Nobody Goes There Anymore, It’s Too Crowded
OpenAI has growing pains
For the last week or so I’ve been struggling to get my demos to be reliable and quick. Stubbornly, they’ve remained unreliable and slow. The reason? OpenAI is overwhelmed.
It’s now reached the point that no matter how patient I tell Salesforce to be, it times out on moderately complicated processes. Simple (but useless) stuff is no problem, but any sort of serious task dies.

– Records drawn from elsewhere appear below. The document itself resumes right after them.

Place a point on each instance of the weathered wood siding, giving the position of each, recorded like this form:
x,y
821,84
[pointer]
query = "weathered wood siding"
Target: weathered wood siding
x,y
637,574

There’s a website that tracks the response time for OpenAI1; here’s a recent screenshot:
The line at the top, demonstrating the slowest performance, is GPT-4’s, which is generally needed for the more sophisticated problems. Worse, the chart probably represents a best case as the test request is fairly simple. The reality is I’m seeing 90+ seconds2 in response time for real-world problems.
Given what I’ve read, I don’t expect OpenAI to fix the responsiveness problem very quickly. There’s two takeaways I have from this:
It’s going to be a lot more complicated to interface reliably to OpenAI than I might have expected at the beginning (… when OpenAI was a lot less burdened).
Can OpenAI actually scale up to meet the demand (especially given that GPU hardware for AI is in short supply)? Or is this something that’s going to plague them (and us) for a long time.
It’s frustrating, because there’s a lot of ideas (and even code) that just won’t work with the current state of things. Nevertheless, there are ways to get around the problem3, but I’d hate to think the salad days of LLMs are over already!
So when people talk about all the wondrous things AI is going to do and all the jobs I’ve eliminated, I feel like people are waxing poetic about a Mercedes 240D from the late 70s. Yes, it looks great and will drive a million miles4. But when 0 to 60 is given as “eventually”5, there’s only much use for it in modern day driving.
In theory, you can get 120 seconds of patience out of Salesforce, so this would still work. The reality is harsher than that because the default vf remoting time out is 30 seconds and there’s no way to change that for Integration Procedures, OmniScript, etc. So any OpenAI call that takes longer is dead in the water using the standard, simple techniques. Definitely a WTF moment when I realized that.
Async, chaining, etc. Much more complicated, alas.
And then another after an overhaul.
OK, ~20 seconds. Assuming you live that long after merging onto the freeway. Or as posters in this forum suggest “If you're interested in the 0-60 time of the 240D..........you shouldn't be purchasing it.”




Hey, Charles! Thank you so much for these posts. Love 'em! I've given your "insurance recommender" a try, and have modified it to be a "cpq rules recommender". But I find most of my requests are failing with a "Read timed out" error message. At different times in the day, they will work. But they mostly fail with that message...making it hard to demo. I tried setting the timeout on the callGPT element in the IP to 20000, but no dice. I am doing this in a CME org, but also tried an OmniStudio core org, same thing. Any suggestions?